Last week the WHIR spoke with Rory Duncan, Research Director, European Services of 451 Research Group. He is well-versed in the European cloud and hosting market, with a 20-year career in the technology industry, working for such companies as SAP, IBM and Adobe.

As an analyst for almost 10 years, his focus is on emerging trends and technologies. Duncan is moderating a panel of industry experts at the upcoming ResellerClub presents HostingCon Europe 2014 in Amsterdam, Netherlands on Oct. 14 and 15 where they will discuss the state of the European cloud market.

“Legislative issues are key to any discussion or observation of the hosting market in Europe. And that’s because there’s a combination of industry specific legislative issues which are common to most industries, international as well as in Europe. But also there’s legislation stemming from the European Union laws, the 28 member states as well as local legislation relating to things like privacy and data protection,” Duncan says.

“So part of this is about understanding this and being informed about it particularly as a hosting or service provider and then secondly, how do you interpret that and how do us ensure you’re complying with both the local or federal laws as well as EU laws, and how that then translates into the service you can provide your customers.”

If a company tries to expand within Europe there are multiple levels of compliance to meet. Most countries have organizations of service providers designed to keep companies up to date on the latest regulations within local areas as well as the EU. Many of them meet at global and European industry conferences such as HostingCon to discuss the state of current legislation, compliance issues and attempts to shape the future through interacting with governments and agencies.

“As a service provider if you’re operating in one country…so you have all of your data centers in Germany and all of your customers in Germany and all of your data is stored there, in a way it makes things a lot easier,” Duncan says. “It’s strange that a cloud provider would consider centralizing everything in one place, because that seems to be a little contradictory inasmuch as the cloud can be flexibly located, pooled from different places and delivered via points of presence in different countries, very much like the AWS model for instance. ” The problem with Europe is the number of service providers that fall into this category are relatively few.

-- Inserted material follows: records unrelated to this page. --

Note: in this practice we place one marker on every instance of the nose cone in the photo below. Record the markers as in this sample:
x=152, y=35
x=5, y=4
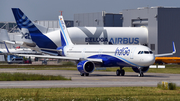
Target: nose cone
x=147, y=60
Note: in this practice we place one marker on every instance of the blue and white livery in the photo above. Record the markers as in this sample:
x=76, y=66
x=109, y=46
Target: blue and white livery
x=35, y=35
x=88, y=56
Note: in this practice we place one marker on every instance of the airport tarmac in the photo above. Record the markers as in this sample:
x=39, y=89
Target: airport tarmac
x=96, y=79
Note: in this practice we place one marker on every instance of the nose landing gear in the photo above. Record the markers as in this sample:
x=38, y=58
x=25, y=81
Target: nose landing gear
x=120, y=72
x=140, y=72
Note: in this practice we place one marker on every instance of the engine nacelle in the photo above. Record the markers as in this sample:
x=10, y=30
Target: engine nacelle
x=85, y=66
x=144, y=69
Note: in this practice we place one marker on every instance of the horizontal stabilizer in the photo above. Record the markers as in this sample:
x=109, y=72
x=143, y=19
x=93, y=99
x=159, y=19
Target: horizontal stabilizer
x=167, y=54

“The challenge there is that you’re dealing with multi-jurisdictional security and compliance issues,” Duncan says. “However it’s the continuing fear, uncertainty and doubt about shared services and allegations of spying or allegations of snooping or privacy infringements that have got many of the European countries, particularly France and Germany, quite concerned about [cloud]. If you were to go to the average German CEO or CTO and mention that as a service provider you were partnering with an international vendor or international cloud service provider, which many of them do, it’s often the first way to have the door shut in your face because it’s considered to be too risky.”

Germany has some of the strictest data laws in the EU. This is one of the main reasons that companies such as Amazon and Microsoft may choose to open a data centers in a specific country.

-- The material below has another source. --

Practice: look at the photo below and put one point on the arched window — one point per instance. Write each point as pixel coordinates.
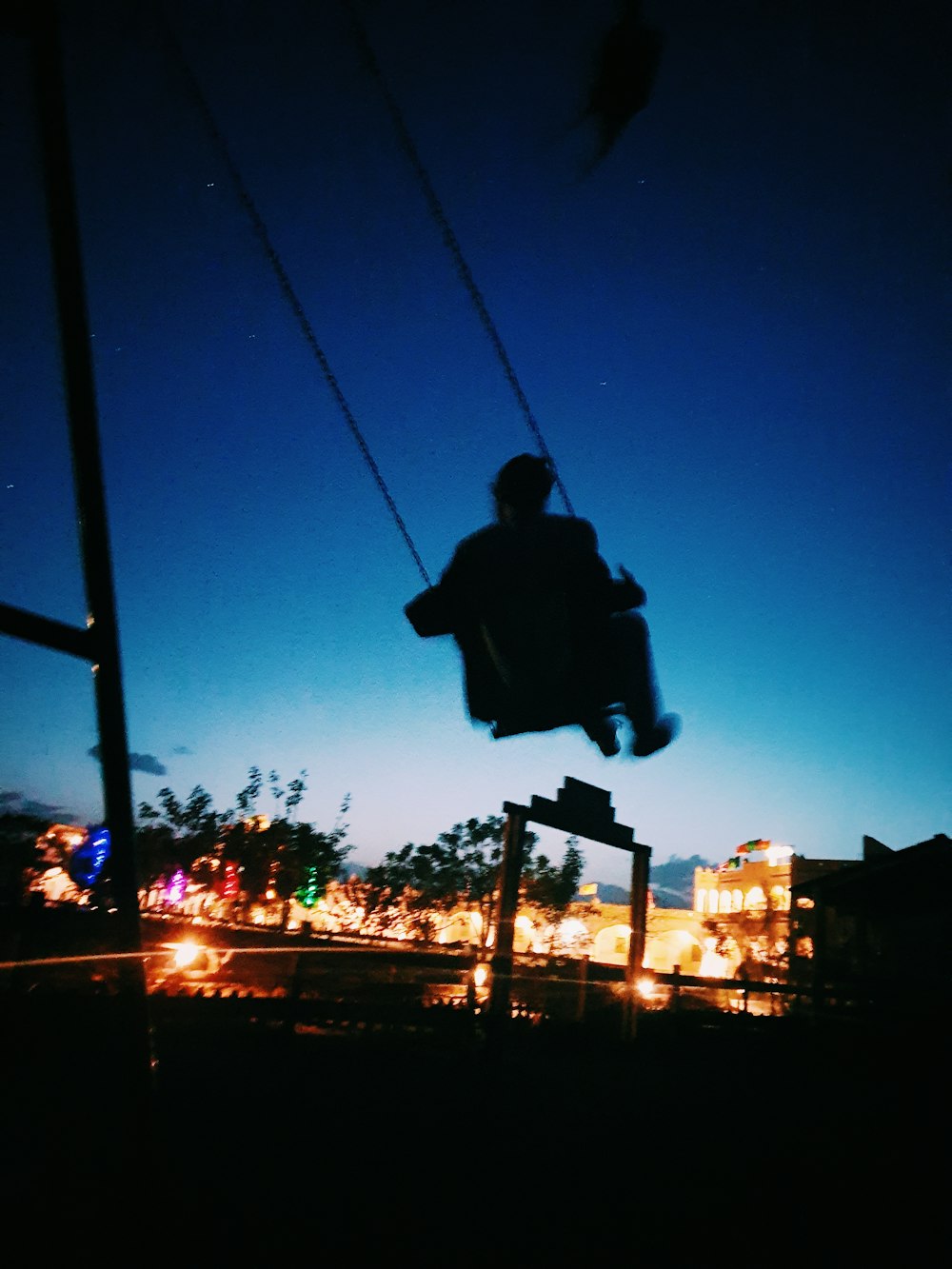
(780, 899)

“A lot of this is purely about uncertainty. Because in many ways the legislative issues and data protection issues are not about protecting us from unknown incursions by foreign governments or whoever, it’s to help protect us against unscrupulous marketers or fraudsters as well as the hackers,” Duncan says. “I think that’s the most disappointing thing about this aspect of it is at the end of the day, if a foreign government were to spy on your data or email, you would never know about it generally unless you were doing something bad. If a hacker gets in or does a DDoS attack, it’s usually pretty destructive. Really we should be focusing more of our attention on that; cloud security, two factor authentication, tokenization and so on.”

Duncan is hosting a free webinar on the European cloud market in advance of the HostingCon event. On Oct. 7 at 9 am EST Duncan will discuss “Emerging, Converging & Diverging: European Hosting Market Dynamics in 2014”.